For all its proposed pomp and circumstance the people in attendance knew they were playing second fiddle to next week's main event: the glitz-laden "Primetime Emmy Awards."
Those winning awards at Sunday night's ceremony had to deal with an intrusive 45-second rule that had loud music blaring in their faces before they were close to done completing their acceptance speeches.
That said, the other message, the one handed out with the golden statue was, "Thank you, good work, you deserve some credit."
Here are the big winners:
H.B.O's "Behind the Candelaba" made big waves at the ceremony.

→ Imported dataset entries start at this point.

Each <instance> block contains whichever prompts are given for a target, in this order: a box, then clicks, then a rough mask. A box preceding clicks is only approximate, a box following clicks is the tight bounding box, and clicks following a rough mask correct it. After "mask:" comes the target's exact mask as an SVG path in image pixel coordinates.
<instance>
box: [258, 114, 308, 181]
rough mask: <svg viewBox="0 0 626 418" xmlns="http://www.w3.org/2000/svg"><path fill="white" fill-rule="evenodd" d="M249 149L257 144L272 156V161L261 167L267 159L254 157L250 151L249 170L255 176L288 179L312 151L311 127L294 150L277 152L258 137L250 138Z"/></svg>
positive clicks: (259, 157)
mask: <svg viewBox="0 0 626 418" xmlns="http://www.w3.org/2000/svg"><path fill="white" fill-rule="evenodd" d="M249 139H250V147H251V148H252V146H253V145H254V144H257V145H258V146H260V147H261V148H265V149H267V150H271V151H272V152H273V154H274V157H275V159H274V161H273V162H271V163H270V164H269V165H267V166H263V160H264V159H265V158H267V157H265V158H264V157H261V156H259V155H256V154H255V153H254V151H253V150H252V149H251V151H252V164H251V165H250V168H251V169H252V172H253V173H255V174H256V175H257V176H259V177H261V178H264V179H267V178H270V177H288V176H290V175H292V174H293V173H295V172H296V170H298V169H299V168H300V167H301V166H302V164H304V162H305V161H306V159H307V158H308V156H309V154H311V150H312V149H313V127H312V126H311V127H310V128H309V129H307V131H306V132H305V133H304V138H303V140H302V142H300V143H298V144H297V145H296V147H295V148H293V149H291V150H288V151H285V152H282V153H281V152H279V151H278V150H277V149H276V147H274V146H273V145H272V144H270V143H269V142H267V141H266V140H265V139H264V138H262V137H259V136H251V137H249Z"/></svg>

The glamorous Liberace biopic, starring Michael Douglas and Matt Damon, scored eight awards.
The Tony Awards telecast and "Boardwalk Empire" were the most celebrated works after that, both taking home four Emmys.
The host-less show was loosely knit and sometimes haphazard as awards were presented beginning with outstanding casting for a drama series, which went to "House of Cards."
Guest actress in a comedy series went to outspoken Oscar winner Melissa Leo for her work on FX's "Louie."
"I want to thank Louie and Louie and Louie," Leo joked upon accepting her award.
Louis C.K didn't make an appearance at the show but won an Emmy for writing for the HBO special, "Louis C.K.: Oh My God."
Veteran actor Bob Newhart got a heartfelt standing ovation for his guest actor win for "The Big Bang Theory."
"True Blood's" Carrie Preston won guest actress in a drama for "The Good Wife."
The Tony Awards telecast continued to make a splash with Neil Patrick Harris (who will host the "Primetime Emmy Awards" on Sunday) winning an Emmy.
The fashion-centric reality show "Project Runway," also received accolades with hosts Heidi Klum and Tim Gunn winning for the first time.
In other reality news, "Undercover Boss" scored the best reality show title.
The raunchy series "South Park" took home outstanding animation program, while its antithesis, Disney's "Mickey Mouse Croissant de Triumph" received the short form animation award.
The night's most touching moments came when Steven Soderbergh thanked his mom during his acceptance speech for "Behind the Candelabra," and "Scandal's" Dan Bucatinsky, (who won best guest actor in a drama series) almost broke down in tears while acknowledging his on-screen husband and his real-life husband and thanking the Supreme Court for the honor.
Comedic relief was provided by Robert Smigel and his Triumph the Insult Comic Dog. Attendees seemed to find this portion of the show the most rewarding.
An edited version of the Creative Arts Emmys will air on FXX on Saturday, Sept. 21, at 9 p.m.